Martin is more comfortable with his acting today than when he made his early comedies. “I’m a much better actor than I ever was,” he says. He feels he learned the craft by working with two “magical” actresses: Diane Keaton and Meryl Streep. “What I always marvel at with them is that there’s almost never, in any take, any kind of falseness. It feels like they’re saying it for the first time. And not the same way they did it the time before, and yet it still holds. It’s a strange kind of spontaneous reality.”
When I mention that on many fan websites it’s the films he made before 1990 that are most listed as their favorites, Steve says, “Critics like to say I haven’t done anything since 1990. But my family films are some of the biggest movies I ever made. Like Cheaper by the Dozen and Bringing Down the House. Critics seem to get very upset about those. But they’re not for them, they’re for an audience. A lot of people liked Father of the Bride. And Bowfinger is overlooked. The box office for Pink Panther did $150 million. The second one was considered a flop, but it made money. I’m proud of them. There was just a resistance of taking on Peter Sellers. But I don’t think I was taking him on, I did it so differently. It was like doing Hamlet, taking on a character.”

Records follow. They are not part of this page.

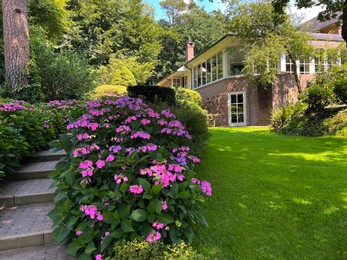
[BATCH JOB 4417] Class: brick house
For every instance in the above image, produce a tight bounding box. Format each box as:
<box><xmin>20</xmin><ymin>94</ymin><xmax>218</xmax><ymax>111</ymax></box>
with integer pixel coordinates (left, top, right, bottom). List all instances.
<box><xmin>157</xmin><ymin>19</ymin><xmax>343</xmax><ymax>126</ymax></box>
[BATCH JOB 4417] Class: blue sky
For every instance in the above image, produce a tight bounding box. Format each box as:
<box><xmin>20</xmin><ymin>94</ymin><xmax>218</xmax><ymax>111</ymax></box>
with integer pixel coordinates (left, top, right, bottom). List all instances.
<box><xmin>144</xmin><ymin>0</ymin><xmax>225</xmax><ymax>20</ymax></box>
<box><xmin>144</xmin><ymin>0</ymin><xmax>321</xmax><ymax>21</ymax></box>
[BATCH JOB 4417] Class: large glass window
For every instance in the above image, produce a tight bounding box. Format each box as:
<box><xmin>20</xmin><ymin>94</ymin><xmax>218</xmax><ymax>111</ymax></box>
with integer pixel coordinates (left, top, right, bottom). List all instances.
<box><xmin>193</xmin><ymin>52</ymin><xmax>223</xmax><ymax>88</ymax></box>
<box><xmin>299</xmin><ymin>60</ymin><xmax>310</xmax><ymax>74</ymax></box>
<box><xmin>217</xmin><ymin>52</ymin><xmax>223</xmax><ymax>79</ymax></box>
<box><xmin>228</xmin><ymin>48</ymin><xmax>245</xmax><ymax>76</ymax></box>
<box><xmin>212</xmin><ymin>56</ymin><xmax>217</xmax><ymax>81</ymax></box>
<box><xmin>172</xmin><ymin>78</ymin><xmax>181</xmax><ymax>87</ymax></box>
<box><xmin>229</xmin><ymin>92</ymin><xmax>246</xmax><ymax>125</ymax></box>
<box><xmin>286</xmin><ymin>55</ymin><xmax>294</xmax><ymax>74</ymax></box>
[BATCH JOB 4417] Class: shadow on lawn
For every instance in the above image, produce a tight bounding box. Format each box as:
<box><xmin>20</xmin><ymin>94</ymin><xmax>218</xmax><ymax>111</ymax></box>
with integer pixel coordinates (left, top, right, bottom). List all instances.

A personal favorite of his is Planes, Trains and Automobiles with the late John Candy. “I love that movie,” he says, reflecting on how his perception of comedies changed over the years. “When I was making movies at first, it was all about the amount of laughs. Like The Jerk had a joke on every page. But as time went on, I would watch hit comedies, and I would try to look at them and relate them to what I was doing. Like when I did The Man With Two Brains, which had lots of laughs, but there would be other comedies out there that did much better. I would see another comedy and it would have just three laughs, but it was about something people were interested in. It has to connect on some other level.
“I come from vaudeville and Disneyland, but have had my toe in the avant-garde. I certainly went there when I was doing comedy. But then I didn’t want to go there anymore. It just seemed too easy. Writing became more challenging. I would be proud if I wrote a movie like Casablanca. The hardest thing to do is tell a story well.”